Off they go on a two-track journey. One to catch a specific sunset in Japan and the other down memory lane, to when a younger So (played by the latest in a seemingly endless supply of MIRRORs, Ian Chan Cheuk-yin) and Man-huen (Hsu again) spent their last school year on Cheung Chau, forming a tight bond through a shared love of music and unconventional home lives. She was his muse and the sounding board to his earliest attempts at songwriting. He was a friendly ear for her wackier ideas and kindred literary spirit. In the present, Summer wins So over with her relentless (but never obnoxious) encouragement and uncanny familiarity with all things So. Needless to say, there’s more to Summer than meets the eye.
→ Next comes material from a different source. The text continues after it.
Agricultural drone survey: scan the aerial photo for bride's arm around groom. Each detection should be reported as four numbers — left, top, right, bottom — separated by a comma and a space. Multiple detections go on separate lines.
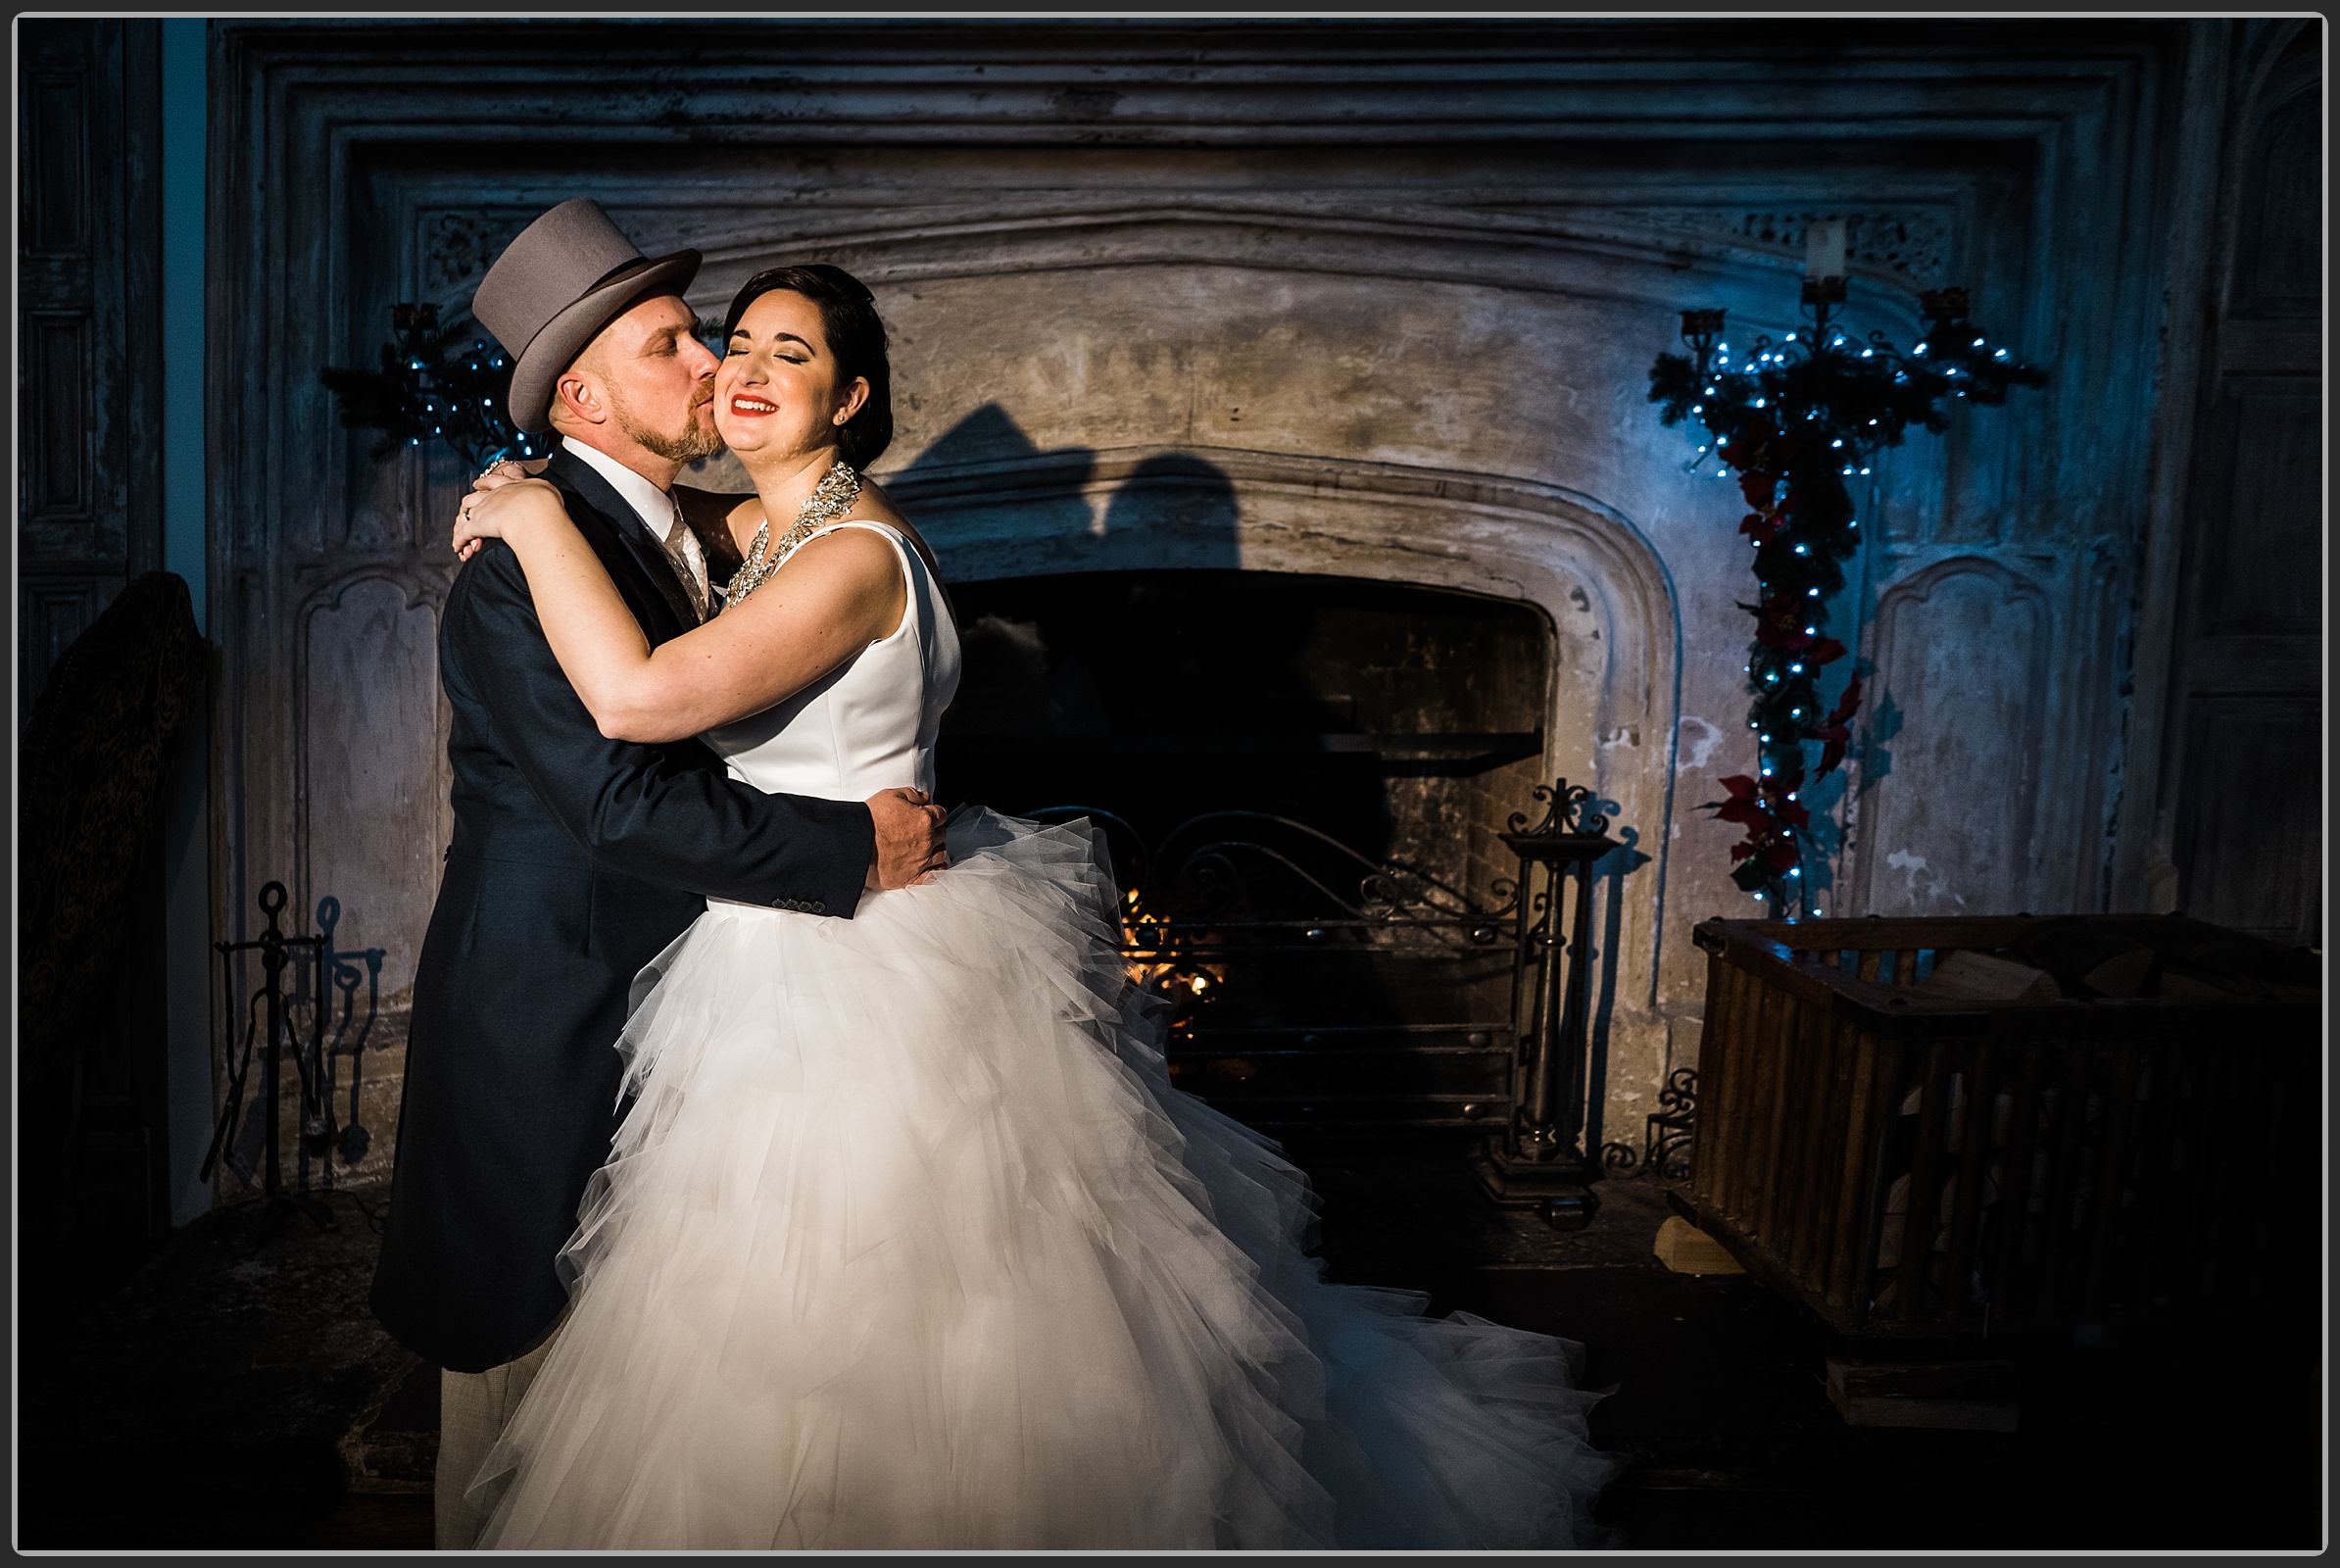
440, 523, 880, 908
Veteran film-goers will likely get the sinking feeling something supernatural is up at some point in Last Song for You, that or the idea So is imagining things – which would be entirely in character given his drinking and possible depression – but Leung is not just a romantic but a fantacist. And an optimist. At a time when Hongkongers are nervous about the future and given to nostalgia quite intensely, when many believe they’re at a low point, the film is a soothing, sentimental balm that proudly leans into its hoodoo and mixes the past (Cheng, old Cheung Chau, vinyl) and the future (Chan, modern Japan, iPhone files) without the maudlin misery. Last Song’s happy ending suggests we can take an introverted moment or two and find that tune, if maybe not as literally as So does. In fairness, the film is about a guy struggling with a mid-life crisis that goes beyond needing a sports car, and without Cheng it would lack the groundedness to rise above the fantasy. Yeah, yeah, it’s Ekin Cheng. Guy’s a mess, right? Still, his “one of us” persona and Leung taking just enough off his pop star glow gives his low-key turn a great deal of veracity – one that’s nicely balanced by Chan, who makes up for in musical confidence what he lacks in emotional range. The whole thing is polished to a shine with soft, warm images by DOP Oliver Lau Kwan-lok (Mama’s Affair, It Remains) and a stellar score and decent title song (because duh) by Punk Chan Kwong-wing (The Storm Riders, Infernal Affairs trilogy). It’s no 友情歲月 (what’s this? “Friendship Years” or some shit?) but it lays on the film’s music layer without grating. That’s a feat in itself.